Even if some architects were not happy with what they were given, the models don't exhibit any apparent disinterest as they turned old drawings into new models. Of course, the architects were not merely making 3D representations of the sketches, plans, and other drawings; they were interpreting the originals, thereby infusing the models with both the ideas of the drawings' creators and their own takes on architecture. The results, as documented in the close-up color photographs of Thomas Adank and Guus Kaandorp, are just that: a mixture of homage and originality, history and contemporary, the analytical and the personal. Who are we talking about? The drawings range from Charles-Dominique-Joseph Eisen's famous frontispiece for Abbé Laugier's Essai sur l'Architecture to plans by Louis I. Kahn, a sketch by Aldo Rossi, and even a plaster cast by Le Corbusier. The models are a mix of the young and the familiar, with Christ & Gantenbein, Flores i Prats, Monadnock, Sergison Bates, and Tony Fretton, to name just a few.

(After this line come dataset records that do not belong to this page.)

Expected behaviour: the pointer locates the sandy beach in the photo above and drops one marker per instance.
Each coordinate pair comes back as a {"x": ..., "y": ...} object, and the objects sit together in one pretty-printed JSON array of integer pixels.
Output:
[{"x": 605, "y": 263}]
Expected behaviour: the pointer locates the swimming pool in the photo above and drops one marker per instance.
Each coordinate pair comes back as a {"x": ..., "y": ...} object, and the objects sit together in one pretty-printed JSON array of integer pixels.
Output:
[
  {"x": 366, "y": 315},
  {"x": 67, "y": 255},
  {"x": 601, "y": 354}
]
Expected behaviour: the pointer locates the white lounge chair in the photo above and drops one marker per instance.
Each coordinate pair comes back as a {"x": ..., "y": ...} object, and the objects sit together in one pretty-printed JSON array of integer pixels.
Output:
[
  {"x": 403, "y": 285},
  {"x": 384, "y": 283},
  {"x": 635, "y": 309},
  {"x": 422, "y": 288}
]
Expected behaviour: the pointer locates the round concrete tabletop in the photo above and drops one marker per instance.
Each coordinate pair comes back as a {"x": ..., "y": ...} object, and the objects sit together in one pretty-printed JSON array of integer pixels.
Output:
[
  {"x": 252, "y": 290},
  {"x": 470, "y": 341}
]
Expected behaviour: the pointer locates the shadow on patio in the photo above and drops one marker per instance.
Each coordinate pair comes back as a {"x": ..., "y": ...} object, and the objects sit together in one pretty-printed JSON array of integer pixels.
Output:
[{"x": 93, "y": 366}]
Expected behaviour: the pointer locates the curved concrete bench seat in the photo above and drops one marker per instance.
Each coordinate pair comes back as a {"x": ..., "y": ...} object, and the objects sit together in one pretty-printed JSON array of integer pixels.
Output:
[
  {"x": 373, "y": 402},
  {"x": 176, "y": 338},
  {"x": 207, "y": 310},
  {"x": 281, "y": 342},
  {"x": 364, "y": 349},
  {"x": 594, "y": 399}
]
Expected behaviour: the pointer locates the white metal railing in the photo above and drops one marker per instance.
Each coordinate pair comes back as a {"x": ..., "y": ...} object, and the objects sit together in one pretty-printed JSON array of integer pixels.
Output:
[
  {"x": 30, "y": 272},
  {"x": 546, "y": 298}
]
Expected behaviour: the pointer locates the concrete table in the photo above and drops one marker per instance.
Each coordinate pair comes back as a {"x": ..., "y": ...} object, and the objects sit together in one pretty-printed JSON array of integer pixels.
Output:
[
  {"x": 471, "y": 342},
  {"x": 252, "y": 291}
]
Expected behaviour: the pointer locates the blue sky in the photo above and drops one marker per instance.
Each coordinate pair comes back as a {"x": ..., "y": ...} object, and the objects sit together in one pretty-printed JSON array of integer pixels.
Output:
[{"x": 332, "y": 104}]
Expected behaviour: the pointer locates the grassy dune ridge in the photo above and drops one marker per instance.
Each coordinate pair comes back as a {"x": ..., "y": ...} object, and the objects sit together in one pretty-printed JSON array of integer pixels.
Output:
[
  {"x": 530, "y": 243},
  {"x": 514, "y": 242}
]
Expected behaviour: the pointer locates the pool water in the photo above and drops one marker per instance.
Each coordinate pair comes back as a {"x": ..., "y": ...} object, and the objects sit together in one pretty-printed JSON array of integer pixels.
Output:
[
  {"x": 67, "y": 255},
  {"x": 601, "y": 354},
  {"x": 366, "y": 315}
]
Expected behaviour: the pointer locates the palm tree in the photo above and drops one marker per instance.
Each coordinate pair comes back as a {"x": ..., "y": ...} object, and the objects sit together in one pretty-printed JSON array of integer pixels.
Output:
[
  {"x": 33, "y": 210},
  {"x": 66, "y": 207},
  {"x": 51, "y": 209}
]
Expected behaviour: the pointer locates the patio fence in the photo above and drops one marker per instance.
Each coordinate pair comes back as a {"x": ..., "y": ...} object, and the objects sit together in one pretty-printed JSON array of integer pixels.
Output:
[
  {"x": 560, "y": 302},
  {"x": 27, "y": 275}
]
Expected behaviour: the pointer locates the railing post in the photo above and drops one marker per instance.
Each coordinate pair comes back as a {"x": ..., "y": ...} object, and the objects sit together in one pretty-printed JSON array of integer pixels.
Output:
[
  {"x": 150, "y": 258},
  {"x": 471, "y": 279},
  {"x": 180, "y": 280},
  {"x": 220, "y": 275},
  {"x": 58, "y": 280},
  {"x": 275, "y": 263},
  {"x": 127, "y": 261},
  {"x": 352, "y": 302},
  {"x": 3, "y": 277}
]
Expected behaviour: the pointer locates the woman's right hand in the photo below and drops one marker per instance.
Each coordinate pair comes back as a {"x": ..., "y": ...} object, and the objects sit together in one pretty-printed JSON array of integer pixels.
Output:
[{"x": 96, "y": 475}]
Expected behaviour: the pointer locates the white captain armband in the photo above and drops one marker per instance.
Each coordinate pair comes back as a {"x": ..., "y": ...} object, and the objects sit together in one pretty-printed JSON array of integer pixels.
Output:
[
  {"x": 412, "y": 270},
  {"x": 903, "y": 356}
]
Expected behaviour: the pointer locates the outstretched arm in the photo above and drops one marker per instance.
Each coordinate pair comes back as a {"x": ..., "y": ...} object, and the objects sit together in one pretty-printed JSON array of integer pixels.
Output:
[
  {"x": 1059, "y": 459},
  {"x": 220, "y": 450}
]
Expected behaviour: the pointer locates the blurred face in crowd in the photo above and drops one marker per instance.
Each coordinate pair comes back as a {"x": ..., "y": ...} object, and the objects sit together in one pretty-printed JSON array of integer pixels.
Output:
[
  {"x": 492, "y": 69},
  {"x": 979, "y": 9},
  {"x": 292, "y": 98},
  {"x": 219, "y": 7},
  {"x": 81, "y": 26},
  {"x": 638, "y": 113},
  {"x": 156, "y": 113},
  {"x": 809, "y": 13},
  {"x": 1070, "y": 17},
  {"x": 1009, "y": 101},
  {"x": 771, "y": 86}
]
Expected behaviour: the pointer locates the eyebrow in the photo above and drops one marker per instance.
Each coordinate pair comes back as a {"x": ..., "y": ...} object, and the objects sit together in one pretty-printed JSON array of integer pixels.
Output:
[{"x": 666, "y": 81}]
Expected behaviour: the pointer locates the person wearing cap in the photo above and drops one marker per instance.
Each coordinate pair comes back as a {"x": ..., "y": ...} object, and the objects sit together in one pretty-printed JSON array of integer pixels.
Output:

The presentation of the 85 paired drawings models is straightforward but also very special. Each two-page spread is devoted to one pairing, with a drawing facing a model photo; for example, the first spread below shows Dierendonckblancke Architecten's response to an elevation of a system-built housing project designed by Jean Prouvé and Henri Prouvé in the early 1950s. Throughout the book, the sketches and models flip from the left to the right on each turn of the page, with the model photographs on heavyweight glossy paper and the drawings on lighter matte pages. This left/right alternating structure happens because the roughly A3-size pages are stacked — alternating glossy and matte — then sewn down the middle and folded over to create the end product. There's no cutting or gluing turning this book into a typical bound volume. It's a simple but elegant book that exhibits its making, even displaying the knot for the sewn binding in the middle of the book (third spread), where a handful of matte pages are given over to an image key for each model, an index, and a short essay by Grootveld. If that weren't enough, Alternative Histories has three covers (green, pink, white) that people can choose from when ordering. (The green, which I have, is Edelaar Mosayebi Inderbitzin Architekten's model responding to an Alvar Aalto elevation.)
The sign of a well-done exhibition catalog is how much it makes readers wish they saw the exhibition in person. Given that I'm an architect who loves models, this book makes me wish time travel were real or my first-ever trip to Dublin, though not planned, happens when Alternative Histories manages to open. But the decision to photograph the models in close-ups, revealing their materiality and textures, also plays a part. It makes the book something of a tease, as if it were designed to spur readers to want to see more of the models. Whatever the intentions, the photos — combined with the book's craft — make for a printed companion that is a joy to behold.